Other times you know you’re fooling yourself and that your self-lies are in the service of emotional (but certainly not physical) comfort. Not eating that remaining slice of pizza would make you anxious or unhappy and you dislike those feelings, so your decision to eat is based on avoidance. But you don’t acknowledge this. Instead, you lie and tell yourself something more palatable: You’re not all that full or it’s wrong to waste food.
How many lies do you tell yourself about eating (or smoking or drinking or any unhealthy habits) every day? More importantly, how are you going to stop doing so in order to become healthy emotionally and physically?
You can start by vowing to be truthful to yourself. Make a list of the lies and irrational thoughts that fill your mind about food. Read through them and have a chuckle at what you’ve made up. Take in how harmful those lies are and pledge to be more truthful.
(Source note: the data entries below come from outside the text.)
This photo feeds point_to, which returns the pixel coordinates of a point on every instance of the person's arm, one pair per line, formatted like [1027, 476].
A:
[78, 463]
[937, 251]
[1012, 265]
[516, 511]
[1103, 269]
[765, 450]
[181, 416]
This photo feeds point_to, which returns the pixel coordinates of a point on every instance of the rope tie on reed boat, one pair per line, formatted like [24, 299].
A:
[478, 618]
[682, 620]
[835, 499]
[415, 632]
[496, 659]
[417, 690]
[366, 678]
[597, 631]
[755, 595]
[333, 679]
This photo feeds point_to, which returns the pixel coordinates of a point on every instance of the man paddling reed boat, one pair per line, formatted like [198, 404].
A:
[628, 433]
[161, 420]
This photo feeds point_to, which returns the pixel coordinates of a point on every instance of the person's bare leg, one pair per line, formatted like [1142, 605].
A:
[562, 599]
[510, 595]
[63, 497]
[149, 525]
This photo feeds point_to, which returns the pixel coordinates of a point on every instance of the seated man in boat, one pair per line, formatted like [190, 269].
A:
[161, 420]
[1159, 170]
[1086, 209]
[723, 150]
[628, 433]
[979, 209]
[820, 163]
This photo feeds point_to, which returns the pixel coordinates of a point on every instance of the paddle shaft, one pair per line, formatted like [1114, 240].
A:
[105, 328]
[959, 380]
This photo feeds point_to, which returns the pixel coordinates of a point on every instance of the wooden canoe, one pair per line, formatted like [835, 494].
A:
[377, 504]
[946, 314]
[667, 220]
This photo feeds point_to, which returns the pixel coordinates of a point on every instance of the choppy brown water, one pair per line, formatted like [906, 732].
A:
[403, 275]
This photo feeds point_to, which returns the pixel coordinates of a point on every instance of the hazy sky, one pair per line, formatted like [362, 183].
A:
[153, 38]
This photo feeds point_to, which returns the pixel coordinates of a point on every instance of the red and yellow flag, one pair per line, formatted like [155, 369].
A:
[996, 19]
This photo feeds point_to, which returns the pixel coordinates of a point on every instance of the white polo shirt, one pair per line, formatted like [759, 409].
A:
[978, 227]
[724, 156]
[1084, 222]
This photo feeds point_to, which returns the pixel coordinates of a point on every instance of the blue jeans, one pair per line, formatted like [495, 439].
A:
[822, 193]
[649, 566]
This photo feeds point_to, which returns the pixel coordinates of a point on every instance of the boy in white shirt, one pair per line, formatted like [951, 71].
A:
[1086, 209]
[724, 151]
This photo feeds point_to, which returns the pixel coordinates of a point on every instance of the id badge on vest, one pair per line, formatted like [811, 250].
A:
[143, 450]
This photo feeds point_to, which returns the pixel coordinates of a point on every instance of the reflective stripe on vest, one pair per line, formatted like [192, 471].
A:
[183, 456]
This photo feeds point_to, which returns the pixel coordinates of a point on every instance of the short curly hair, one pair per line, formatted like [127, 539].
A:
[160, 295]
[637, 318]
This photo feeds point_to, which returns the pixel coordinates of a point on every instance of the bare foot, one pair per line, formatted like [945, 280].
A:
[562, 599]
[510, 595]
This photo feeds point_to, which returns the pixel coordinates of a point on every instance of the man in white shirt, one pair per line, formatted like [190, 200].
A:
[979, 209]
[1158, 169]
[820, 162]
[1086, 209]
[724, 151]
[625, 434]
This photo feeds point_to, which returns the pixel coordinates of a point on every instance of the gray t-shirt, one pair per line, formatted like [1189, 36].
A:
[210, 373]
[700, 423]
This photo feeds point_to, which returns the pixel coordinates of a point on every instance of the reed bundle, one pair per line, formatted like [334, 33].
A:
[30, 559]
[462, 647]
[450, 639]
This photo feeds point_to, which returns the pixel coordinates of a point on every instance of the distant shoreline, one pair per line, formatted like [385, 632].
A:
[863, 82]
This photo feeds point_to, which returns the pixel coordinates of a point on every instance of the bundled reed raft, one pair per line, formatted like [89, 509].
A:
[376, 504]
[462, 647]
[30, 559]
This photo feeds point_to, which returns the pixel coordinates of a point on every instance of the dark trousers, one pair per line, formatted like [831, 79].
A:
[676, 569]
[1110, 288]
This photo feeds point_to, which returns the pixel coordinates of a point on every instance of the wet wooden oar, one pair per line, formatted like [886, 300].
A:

Next, consider when you’re most likely to lie to yourself about food. Maybe you do okay with friends but lie to yourself when eating due to family pressure. Or vice versa. Maybe you fib more under stress or when you’re bored or lonely. Pinpoint when reality tends to slip away from you and fantasy takes over. Then decide what truths you’ll tell yourself in the future to honor and respect yourself and change your habits.